While it would be a shame to have to wait a while yet to see Daniel Craig back in action as 007, I don't find myself in any particular distress over delays in the arrival of the next Terminator installment or the pre-Lord of the Rings adventures of Bilbo Baggins. We could all use the breather, frankly.
So…does this mean that the Men In Black have lost their most reliable source of information on the movement and activities of visiting extraterrestrials?
We in the West have, in recent years, seen plenty of reason to be cautious about insults, plain or obscure, to Islam. We know, beyond question, that there is a large reactionary element in the Muslim world, and that some factions of this will go to horrific extremes to make their displeasure known.

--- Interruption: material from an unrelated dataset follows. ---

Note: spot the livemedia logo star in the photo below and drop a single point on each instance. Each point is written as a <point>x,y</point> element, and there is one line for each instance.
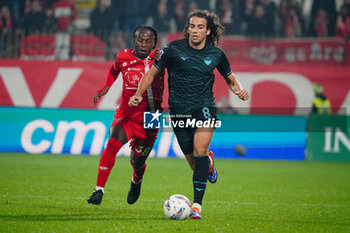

Will these Opus strips been seen by one or more of these factions as justification for an extreme reaction? Those of us in the West seem, at present, very ill-equipped to evaluate such things with any confidence. Is Breathed deliberately yelling "Fire!" in a crowded theater, or making valid points that even an extremist will take for what they are?
When I and my soon-to-be (and very much still) wife moved to our town twenty years ago, we had two twin theatres within walking distance. Both are gone now (one's even been turned into, of all things, the local Social Security office), and the nearest theatre requires a short car trip. This is hardly a tragedy, but it, along with our recent purchase of a 42-inch plasma TV, has pretty much taken us out of the theatre-going crowd.
Unless a GMBR could address the issue of the state of the roads here, improvements of which have not begun to keep pace with the calamitous increase in traffic over the past two decades, it wouldn't begin to entice us back to the multiplex.